Accepting Leadership

It’s not unusual to see men who don’t or won’t, for what ever reason, take on leadership roles. Years ago a member of a congregation asked the newly hired preacher what his plans were for the church and he said, “Build up the men.” Not that the men were weak, but out of an attendance of 360 people [including children], there were only 39 men. The preacher recalled, “It was an interesting little church. If it weren’t for the women holding it together, the doors would have closed. They kept the church going. It was amazing though, when men started attending, the women were thrilled to turn over the leadership responsibility to them.” A church is blessed when men step forward and accept their leadership-birthright - and when women let them fulfill their role.

1 comment:

Anonymous said...

Gail;
-----Being a man, I don’t have far to look to offer you my insights. I have always believed the same: that the man’s role in leadership is natural (recognizing nature as established by God.) I have even seen in the man’s relationship to his family a metaphor of God’s relationship to His creation. Not that man acts with autonomy, for God is the head of man (and therefore both the source and the constraint of man), but that man acts with total care and concern for the well-being of the family and the propagation of truth within it. As such, the children grow up in an illustration of an individual’s relationship to his/her Father. The church is also a family to which the same principle applies.
-----But what draws a man away from these responsibilities are the same things that draw men away from anything else that is good and right to do before God. Time constraints cause so many corners to be cut that often involvement at church diminishes to near non-existence. It is easy for a man to misjudge his bread-winning and maintenance responsibilities as being objectives to be completely fulfilled before attention can be significantly refocused to something like helping at church. And today’s life is busy.
-----Then there are feelings of inadequacy.
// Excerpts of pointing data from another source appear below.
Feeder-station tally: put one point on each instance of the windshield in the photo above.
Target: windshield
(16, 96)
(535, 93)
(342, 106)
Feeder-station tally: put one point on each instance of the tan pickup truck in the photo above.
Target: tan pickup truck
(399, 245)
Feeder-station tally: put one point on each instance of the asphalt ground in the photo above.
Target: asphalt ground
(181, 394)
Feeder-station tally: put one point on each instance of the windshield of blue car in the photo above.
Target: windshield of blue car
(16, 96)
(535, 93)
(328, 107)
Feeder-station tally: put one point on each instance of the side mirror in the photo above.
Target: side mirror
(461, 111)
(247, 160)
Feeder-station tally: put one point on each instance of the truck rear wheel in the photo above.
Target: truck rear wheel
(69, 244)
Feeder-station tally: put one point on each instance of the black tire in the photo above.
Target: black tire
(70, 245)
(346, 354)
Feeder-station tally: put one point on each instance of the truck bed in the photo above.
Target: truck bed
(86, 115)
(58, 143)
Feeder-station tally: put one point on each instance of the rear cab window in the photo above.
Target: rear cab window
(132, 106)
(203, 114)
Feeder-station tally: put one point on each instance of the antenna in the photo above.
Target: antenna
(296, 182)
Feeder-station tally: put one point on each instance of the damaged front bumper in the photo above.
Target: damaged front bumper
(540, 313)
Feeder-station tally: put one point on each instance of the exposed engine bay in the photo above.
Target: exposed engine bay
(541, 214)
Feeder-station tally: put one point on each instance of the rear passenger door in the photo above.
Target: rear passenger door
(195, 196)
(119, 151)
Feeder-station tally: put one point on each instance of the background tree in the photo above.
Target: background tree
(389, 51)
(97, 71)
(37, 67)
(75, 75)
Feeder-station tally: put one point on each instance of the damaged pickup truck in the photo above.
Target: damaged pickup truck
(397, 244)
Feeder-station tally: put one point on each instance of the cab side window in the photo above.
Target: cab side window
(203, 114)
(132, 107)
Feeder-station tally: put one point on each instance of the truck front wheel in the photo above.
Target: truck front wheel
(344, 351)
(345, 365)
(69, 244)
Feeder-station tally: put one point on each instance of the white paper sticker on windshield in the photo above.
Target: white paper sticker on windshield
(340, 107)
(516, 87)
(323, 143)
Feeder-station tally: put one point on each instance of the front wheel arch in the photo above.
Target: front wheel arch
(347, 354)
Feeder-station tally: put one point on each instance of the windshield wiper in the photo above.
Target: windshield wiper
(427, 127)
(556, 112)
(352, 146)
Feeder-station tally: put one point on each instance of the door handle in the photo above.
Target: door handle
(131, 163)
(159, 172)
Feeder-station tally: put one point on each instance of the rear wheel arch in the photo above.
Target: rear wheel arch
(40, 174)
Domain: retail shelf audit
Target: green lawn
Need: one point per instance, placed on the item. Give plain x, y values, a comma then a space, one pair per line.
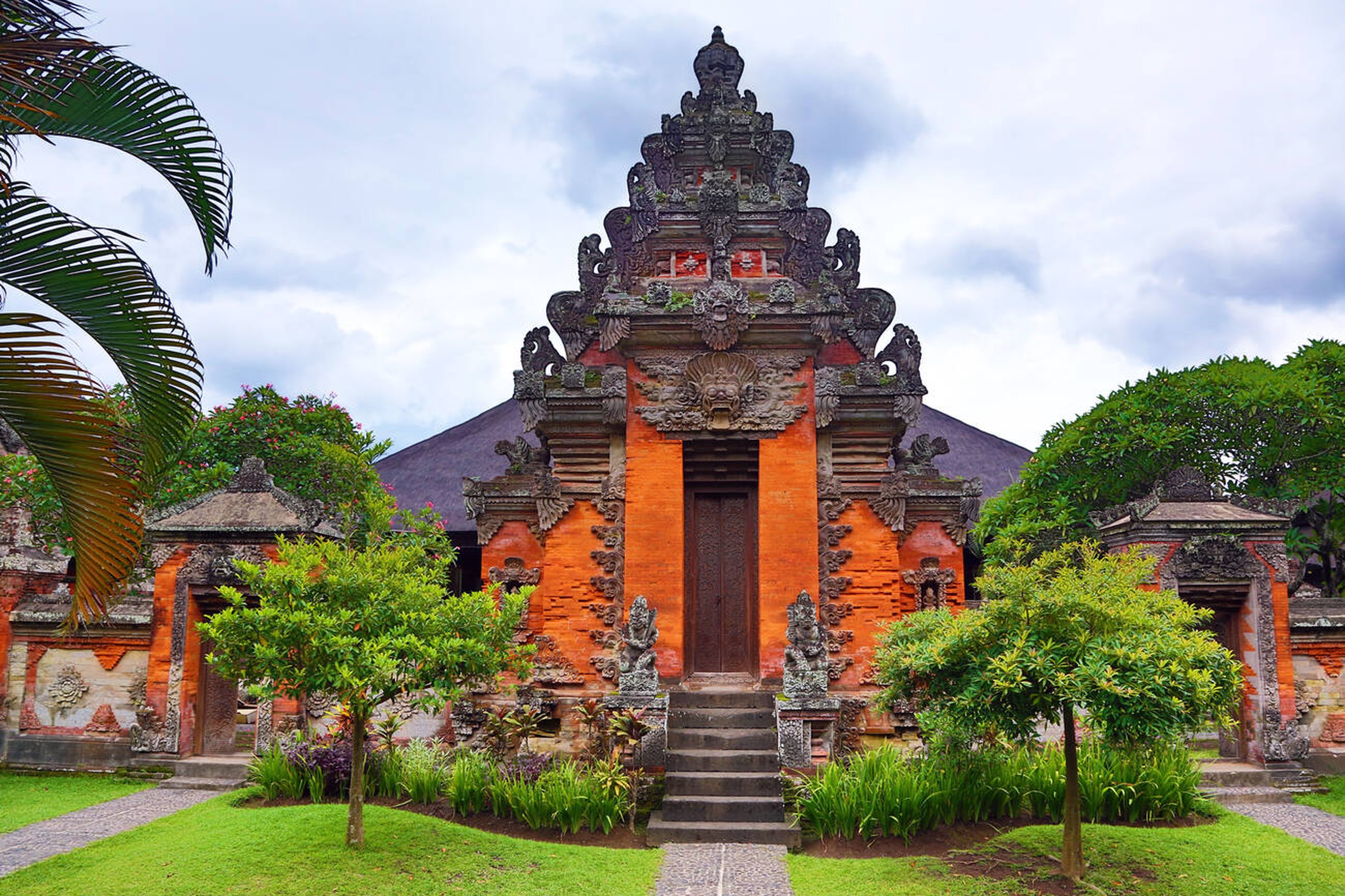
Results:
1332, 802
30, 798
1232, 857
216, 848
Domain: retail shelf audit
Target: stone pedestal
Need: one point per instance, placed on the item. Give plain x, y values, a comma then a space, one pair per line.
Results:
639, 682
799, 722
653, 747
805, 684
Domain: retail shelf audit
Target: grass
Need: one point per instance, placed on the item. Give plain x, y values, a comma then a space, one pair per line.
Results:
1232, 857
1331, 802
216, 848
33, 798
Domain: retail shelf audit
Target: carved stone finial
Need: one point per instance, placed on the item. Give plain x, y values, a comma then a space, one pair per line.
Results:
806, 657
639, 675
1185, 483
252, 476
719, 68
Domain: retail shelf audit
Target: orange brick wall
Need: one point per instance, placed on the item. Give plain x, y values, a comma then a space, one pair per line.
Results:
1331, 657
655, 527
787, 529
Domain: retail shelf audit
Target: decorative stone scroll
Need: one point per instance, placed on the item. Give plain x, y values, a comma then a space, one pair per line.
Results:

When a person begins to at least doubt his/her adequacy, ambition and assertiveness begin to lag. It is bad enough that many family situations instill much inadequacy into the child, but the contemporary culture piles on even more. The humanistic philosophy has been corroding man’s attraction to God for several centuries. It is now serving up a healthy push for the feminization of society. The 21st century man is expected to keep his male nature disengaged from the processes that shape the culture. That creates more tendencies toward inadequacy when a man’s biological nature must be forced into the back seat by overbearing societal pressures. I don’t believe that many men have actually bought into this idiocy. But I do believe that many men are too mindful of “the peace” to challenge the deceit, and many more just feel too inadequate for the battle.
-----Finally, there is just too much fun to be had. Football, baseball, skis, ski-dos, jet-skis, jeeps, pizzas, beer, hot cars, and unfortunately, fast women. The fun in our life is phenomenal. And there is a way of having most all that fun with moral decency (and yes, I think I have one hot wife.) But spiritual decency requires limits upon the entertainment appetite. And we are not given the message by our culture to limit those appetites. Business forbid!
-----If the church wants men to begin stepping forward and taking their leadership responsibilities seriously, it has some work to do. It must convince men that, like it or not, they are metaphors of God’s headship and examples of His provision. And that they must be as responsible for spiritual provision as they are for physical provision, which they should bring forth confidently from what they do have, not from what they do not have. The church must instill in the man his responsibility toward speaking the truth, even when opposed by deceit This is a challenge which can not be dropped for the sake of a “peace” that is not peace at all, but rather a captivity by the enemy. If the church wants a man’s attention, it must be more meaningful to him than entertainment.